On a therapist’s recommendation, my parents purchased a trampoline. Each afternoon my mother lifted Liam into the center of the rubber circle, where he would perform a series of exercises. Lift one leg, lift the other leg. He fell down frequently, but as his balance improved, my brother learned how to generate enough momentum to launch himself skyward. In those moments when he was airborne, his mutinous legs were no longer trapped beneath the weight of his body, and he yelled with glee, every bounce a tiny glimpse of freedom.
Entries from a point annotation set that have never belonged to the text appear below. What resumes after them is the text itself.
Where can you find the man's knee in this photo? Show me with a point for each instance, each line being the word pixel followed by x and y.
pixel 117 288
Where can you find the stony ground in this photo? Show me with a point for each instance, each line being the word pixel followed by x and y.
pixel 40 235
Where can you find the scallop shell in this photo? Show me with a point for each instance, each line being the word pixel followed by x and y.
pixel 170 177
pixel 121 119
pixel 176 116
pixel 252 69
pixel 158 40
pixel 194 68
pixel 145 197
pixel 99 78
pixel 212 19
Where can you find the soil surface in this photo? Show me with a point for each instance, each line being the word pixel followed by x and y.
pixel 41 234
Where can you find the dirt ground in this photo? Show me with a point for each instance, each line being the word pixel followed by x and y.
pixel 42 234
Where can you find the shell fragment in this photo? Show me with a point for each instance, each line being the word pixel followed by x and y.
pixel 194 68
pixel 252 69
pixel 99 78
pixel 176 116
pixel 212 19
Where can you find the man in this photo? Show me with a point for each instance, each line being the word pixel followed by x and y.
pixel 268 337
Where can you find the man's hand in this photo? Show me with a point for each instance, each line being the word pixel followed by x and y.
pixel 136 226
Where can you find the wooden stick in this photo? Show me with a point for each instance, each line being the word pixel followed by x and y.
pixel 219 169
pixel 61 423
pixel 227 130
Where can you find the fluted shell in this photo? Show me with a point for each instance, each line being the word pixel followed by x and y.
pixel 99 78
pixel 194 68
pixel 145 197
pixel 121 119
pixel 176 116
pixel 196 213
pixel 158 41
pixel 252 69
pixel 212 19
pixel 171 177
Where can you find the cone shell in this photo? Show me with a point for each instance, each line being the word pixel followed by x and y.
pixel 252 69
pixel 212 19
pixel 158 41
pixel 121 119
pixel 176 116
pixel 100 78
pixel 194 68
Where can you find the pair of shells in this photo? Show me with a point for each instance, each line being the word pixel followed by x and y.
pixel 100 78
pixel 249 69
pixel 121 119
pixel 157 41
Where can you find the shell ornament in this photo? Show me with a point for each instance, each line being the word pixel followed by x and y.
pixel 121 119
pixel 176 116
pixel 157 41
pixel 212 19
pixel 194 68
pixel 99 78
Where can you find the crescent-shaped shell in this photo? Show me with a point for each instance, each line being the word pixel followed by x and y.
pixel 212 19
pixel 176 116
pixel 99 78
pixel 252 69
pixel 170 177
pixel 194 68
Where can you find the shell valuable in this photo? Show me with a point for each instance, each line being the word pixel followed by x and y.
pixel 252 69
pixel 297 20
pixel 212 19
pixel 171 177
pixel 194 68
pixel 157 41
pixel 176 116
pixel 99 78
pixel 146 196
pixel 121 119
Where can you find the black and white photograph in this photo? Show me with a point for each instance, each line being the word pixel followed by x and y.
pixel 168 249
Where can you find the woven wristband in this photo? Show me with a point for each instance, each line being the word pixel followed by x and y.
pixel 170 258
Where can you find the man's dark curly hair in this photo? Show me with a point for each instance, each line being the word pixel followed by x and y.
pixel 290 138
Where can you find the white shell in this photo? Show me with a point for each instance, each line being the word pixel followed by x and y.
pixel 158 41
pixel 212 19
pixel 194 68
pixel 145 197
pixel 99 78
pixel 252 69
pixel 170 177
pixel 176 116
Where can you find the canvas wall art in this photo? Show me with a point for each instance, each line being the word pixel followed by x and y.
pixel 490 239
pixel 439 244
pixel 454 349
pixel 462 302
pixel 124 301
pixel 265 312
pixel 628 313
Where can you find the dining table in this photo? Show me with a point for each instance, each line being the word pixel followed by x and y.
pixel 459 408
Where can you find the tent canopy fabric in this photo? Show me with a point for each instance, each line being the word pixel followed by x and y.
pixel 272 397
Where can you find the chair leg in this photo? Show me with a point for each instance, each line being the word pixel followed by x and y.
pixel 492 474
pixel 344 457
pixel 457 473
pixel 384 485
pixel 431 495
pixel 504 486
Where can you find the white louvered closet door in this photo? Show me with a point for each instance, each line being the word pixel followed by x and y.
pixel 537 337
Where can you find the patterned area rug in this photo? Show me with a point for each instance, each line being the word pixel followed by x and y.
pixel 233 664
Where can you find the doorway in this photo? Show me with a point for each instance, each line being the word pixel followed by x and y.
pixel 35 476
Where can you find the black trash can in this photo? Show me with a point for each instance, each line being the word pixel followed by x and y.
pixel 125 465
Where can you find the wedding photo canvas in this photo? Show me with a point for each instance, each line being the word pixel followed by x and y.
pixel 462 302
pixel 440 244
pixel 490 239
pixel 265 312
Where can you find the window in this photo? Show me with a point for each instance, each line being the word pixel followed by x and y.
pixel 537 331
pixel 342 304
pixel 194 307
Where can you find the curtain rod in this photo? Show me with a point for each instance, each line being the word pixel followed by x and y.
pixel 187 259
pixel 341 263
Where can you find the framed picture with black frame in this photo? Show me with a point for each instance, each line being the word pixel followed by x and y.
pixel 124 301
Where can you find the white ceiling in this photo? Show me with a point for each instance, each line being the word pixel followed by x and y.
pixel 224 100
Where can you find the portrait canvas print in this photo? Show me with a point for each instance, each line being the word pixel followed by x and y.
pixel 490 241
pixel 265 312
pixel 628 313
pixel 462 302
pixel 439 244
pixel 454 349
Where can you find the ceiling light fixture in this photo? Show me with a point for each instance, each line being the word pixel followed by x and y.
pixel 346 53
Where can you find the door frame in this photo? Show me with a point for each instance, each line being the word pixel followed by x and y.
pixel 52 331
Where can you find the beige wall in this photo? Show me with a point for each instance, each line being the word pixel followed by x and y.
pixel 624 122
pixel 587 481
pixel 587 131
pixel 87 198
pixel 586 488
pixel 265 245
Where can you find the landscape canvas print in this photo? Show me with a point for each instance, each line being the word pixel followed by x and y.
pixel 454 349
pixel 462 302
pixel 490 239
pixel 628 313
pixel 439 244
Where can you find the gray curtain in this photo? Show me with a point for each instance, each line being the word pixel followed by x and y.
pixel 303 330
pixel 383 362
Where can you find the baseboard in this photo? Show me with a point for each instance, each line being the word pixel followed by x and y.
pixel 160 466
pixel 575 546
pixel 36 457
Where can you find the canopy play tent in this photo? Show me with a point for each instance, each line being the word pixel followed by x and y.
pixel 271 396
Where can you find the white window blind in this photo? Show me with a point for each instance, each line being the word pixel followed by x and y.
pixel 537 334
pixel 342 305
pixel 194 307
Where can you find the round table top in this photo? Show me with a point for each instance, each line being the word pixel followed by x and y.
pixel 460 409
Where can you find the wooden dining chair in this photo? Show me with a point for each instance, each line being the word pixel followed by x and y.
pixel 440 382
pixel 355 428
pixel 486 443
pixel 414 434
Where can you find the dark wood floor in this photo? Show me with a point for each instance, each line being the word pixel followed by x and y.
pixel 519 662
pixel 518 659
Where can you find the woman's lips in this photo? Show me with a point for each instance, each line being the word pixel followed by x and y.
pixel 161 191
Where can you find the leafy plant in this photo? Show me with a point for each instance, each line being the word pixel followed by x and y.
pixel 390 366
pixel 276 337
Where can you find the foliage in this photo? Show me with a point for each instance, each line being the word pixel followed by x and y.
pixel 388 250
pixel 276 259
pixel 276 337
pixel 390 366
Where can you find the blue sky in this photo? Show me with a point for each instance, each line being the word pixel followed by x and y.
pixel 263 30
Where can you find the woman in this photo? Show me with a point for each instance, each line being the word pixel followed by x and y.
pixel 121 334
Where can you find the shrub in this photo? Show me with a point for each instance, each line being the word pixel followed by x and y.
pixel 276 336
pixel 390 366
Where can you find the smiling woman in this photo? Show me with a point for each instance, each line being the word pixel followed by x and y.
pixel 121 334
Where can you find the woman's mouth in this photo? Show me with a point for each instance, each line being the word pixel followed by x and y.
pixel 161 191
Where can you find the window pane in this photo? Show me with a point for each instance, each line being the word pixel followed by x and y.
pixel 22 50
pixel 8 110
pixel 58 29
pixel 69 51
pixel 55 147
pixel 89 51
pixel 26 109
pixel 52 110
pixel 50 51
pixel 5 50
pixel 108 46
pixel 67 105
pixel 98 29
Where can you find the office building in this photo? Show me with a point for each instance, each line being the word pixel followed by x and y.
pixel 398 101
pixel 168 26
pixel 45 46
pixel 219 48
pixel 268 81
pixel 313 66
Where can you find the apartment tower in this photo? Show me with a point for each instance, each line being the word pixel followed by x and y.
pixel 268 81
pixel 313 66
All this time, my parents were watching me. Every time I stumbled or tripped, they were skewered by an ice-cold needle of fear. They would wait for me to do it again, looking for a pattern that would spell the death of hope. But there was no pattern, not for me. I was just a clumsy child, manifestly healthy, charging about without a care in the world. I spent my days climbing trees and flying up and down the neighborhood sidewalks on my bike. By my fifth birthday I was almost as tall as my brother, and finally my parents allowed themselves to believe that they would be spared a second dose of heartbreak. As she lifted her wreck of a son in and out of the bathtub each night, my mother knew that there was a world of grief to come, but at least the scope of the tragedy was finite now.
—
SOON AFTER MY BROTHER turned twelve, he was confined to his wheelchair, and his body began its next phase of deterioration, a curvature of the spine that began to warp his young body into a gruesome knot. Navigating school corridors and classrooms was becoming increasingly difficult, and while nobody could push Liam over on the playground anymore, he still had to endure the cruelties of his classmates. My mother begged him to let her homeschool him, but he refused. My brother possessed a stupendously obstinate streak. Everybody would have understood if he had opted to stay home, which was precisely why he refused to do it. People were always making allowances for him, and it drove him crazy. All Liam ever wanted was to be treated the same as everyone else. It was unfortunate that my parents were the people least equipped to indulge him. Instead they fretted and hovered over him, ceaselessly vigilant and impossibly suffocating. It took Liam months to convince my father that he should be allowed to have a job at the amusement park, just like every other kid in his class. Over my mother’s hysterical objections, he worked for two summers in the admissions kiosk, tallying receipts and keeping track of daily attendance. I don’t remember a time when he had been happier.